It’s also left an enduring impact on the way we speak. For instance, we say that someone is simply “rearranging the chairs on the deck of the Titanic” if their efforts seem fruitless.

Countless other metaphors and idioms are inspired by the language of ships. We “set sail” and “steer the course,” guided by our “moral compass.” We make sure that others are “in the same boat” and ensure that they don’t “rock the boat.” We “batten down the hatches” to prepare to “weather the storm,” and if things go wrong, we “jump ship.”

More than mere phrases, these expressions illustrate our tendency to think in terms of metaphors that imbue our lives with a sense of meaning and purpose.

A growing body of psychological research suggests we use metaphors to structure our thoughts and make sense of the world. UC Berkeley cognitive linguist George Lakoff has proposed that our conceptual system is fundamentally metaphorical, and that we use simple, concrete metaphors to understand complex, abstract concepts.

For example, we often think of life as a journey. We view ourselves as navigating a vehicle or ship through time, looking forward to the future in front of us and looking back at the past behind us. We say that life has “twists and turns,” and that we sometimes “hit a crossroads.” We go through a “rough patch,” “change directions,” or “go down the wrong path,” but we eventually “find our way.”

This metaphor may help us make sense of our lives, but it also has consequences for how we think, and, in some cases, behave. In 2014, social psychologist Mark Landau conducted a series of studies where college students were asked to think of their college experience as a “journey” to their ideal academic self in senior year. Other groups of freshman were told to think of each year of college as a separate container, or with no metaphor at all. When the college experience was framed as a “journey,” students put more effort into academic tasks, and even performed better on final exams a week after the study. Landau suggests that this is because the “journey” metaphor makes your future self feel more connected to your current self, leading you put in more effort to achieve your ideal future self.

We also use “journey” metaphors to talk about love. In fact, Lakoff says that he thought of conceptual metaphor theory when he noticed the coherence of our metaphors for talking about love. Lovers admire “how far they’ve come,” but when a relationship “isn’t going anywhere” or has “hit a dead end,” they “go their separate ways.” And talking about love as a journey may change how we think about relationships. Another study, also conducted by Landau, found that framing a love relationship as a “journey,” rather than as a “perfect union,” caused study participants to report higher relationship satisfaction when thinking about conflicts in their relationship.

Perhaps ship metaphors stick with us more than other journey metaphors because the sea powerfully represents the randomness of life. As much as we try to be the captain of our own ship and control our journey, the waves may push us in another direction. This may not be completely negative, though. We can “go with the flow” and enjoy where the currents take us. We can “weather the storms” of life, knowing that they soon will pass.

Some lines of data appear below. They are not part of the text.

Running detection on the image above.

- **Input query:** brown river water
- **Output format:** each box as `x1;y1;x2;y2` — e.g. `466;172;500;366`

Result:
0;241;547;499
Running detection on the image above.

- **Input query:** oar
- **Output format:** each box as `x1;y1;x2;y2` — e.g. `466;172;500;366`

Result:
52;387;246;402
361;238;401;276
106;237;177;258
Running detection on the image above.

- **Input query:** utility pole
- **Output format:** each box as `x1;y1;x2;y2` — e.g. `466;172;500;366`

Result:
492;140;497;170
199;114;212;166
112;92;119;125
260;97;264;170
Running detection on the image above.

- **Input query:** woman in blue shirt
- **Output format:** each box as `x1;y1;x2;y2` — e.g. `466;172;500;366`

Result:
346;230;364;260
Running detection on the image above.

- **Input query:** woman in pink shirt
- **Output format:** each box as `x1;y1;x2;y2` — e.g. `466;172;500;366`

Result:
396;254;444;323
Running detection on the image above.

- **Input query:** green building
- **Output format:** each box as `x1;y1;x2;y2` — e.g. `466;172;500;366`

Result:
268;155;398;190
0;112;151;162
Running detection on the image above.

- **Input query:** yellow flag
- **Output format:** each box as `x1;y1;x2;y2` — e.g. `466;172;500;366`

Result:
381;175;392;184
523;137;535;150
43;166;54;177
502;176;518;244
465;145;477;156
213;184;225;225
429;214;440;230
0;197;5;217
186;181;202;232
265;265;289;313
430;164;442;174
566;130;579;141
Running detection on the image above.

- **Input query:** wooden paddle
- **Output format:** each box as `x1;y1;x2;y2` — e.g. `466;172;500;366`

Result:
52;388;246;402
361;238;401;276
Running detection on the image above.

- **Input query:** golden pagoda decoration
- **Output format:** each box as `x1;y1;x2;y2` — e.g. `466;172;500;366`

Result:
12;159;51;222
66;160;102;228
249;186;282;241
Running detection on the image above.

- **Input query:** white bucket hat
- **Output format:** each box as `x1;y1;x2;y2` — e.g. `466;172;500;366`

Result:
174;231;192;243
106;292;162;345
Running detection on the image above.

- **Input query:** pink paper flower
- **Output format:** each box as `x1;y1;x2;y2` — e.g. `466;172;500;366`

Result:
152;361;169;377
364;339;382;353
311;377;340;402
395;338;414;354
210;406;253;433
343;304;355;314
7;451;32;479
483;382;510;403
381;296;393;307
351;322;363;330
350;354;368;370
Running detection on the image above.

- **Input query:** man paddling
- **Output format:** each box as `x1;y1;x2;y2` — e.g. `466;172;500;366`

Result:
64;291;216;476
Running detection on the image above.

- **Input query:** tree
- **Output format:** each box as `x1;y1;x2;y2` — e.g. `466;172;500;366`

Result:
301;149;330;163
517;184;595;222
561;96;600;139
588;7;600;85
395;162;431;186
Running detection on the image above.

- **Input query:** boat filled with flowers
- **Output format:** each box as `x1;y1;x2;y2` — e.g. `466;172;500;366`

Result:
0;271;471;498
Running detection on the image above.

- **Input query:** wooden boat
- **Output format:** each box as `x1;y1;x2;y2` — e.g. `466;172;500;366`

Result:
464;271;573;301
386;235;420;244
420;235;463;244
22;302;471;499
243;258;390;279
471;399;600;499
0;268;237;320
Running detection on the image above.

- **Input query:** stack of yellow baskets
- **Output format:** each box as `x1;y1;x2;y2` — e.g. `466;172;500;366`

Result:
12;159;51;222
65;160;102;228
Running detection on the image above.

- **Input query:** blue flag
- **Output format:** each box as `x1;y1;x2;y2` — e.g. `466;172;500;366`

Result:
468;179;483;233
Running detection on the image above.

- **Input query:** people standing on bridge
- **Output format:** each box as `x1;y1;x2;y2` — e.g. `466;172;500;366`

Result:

Ship metaphors also emphasize that we never journey alone, and are often used to describe interactions with other people (“in the same boat,” “don’t rock the boat,” “close quarters”). These metaphors can represent how a group (“are you on board?”), an organization (“running a tight ship”), or a Nation (“ship of state”) navigates these forces. Metaphors about shipwrecks (“it’s a sinking ship”) or crashed vehicles (“it was a train-wreck”) represent when these journeys go awry.

The Titanic—the most famous shipwreck—might be the perfect metaphor for hubris. As the world’s largest ship at the time, previously billed as “unsinkable,” the Titanic is a cautionary tale of the dangers of overconfidence (this point was satirically expressed by The Onion in the 1999 article “World’s Largest Metaphor Hits Iceberg”). The way we talk about the Titanic draws striking similarities to how we talk about the fall of Rome: as the demise of something thought too big to fail, brought down by hubris. The expression “fiddling while Rome burns” can be used almost interchangeably with “re-arranging the chairs on the deck of the Titanic” as a way to talk about ineffectual effort in the face of larger problems.

Even if the language of ships is outdated, ship metaphors remain a persistent part of our language. And, as emerging research suggests, these common expressions, which we may not even notice we are using, can powerfully influence how we think. More than just a tool for storytelling, metaphors help us craft stories out of our own lives and make meaning out of the world around us. And because they have such powerful consequences for how we think, rewriting the metaphors in our lives can allow us to rewrite the story of our lives—and rethink the voyage we are on.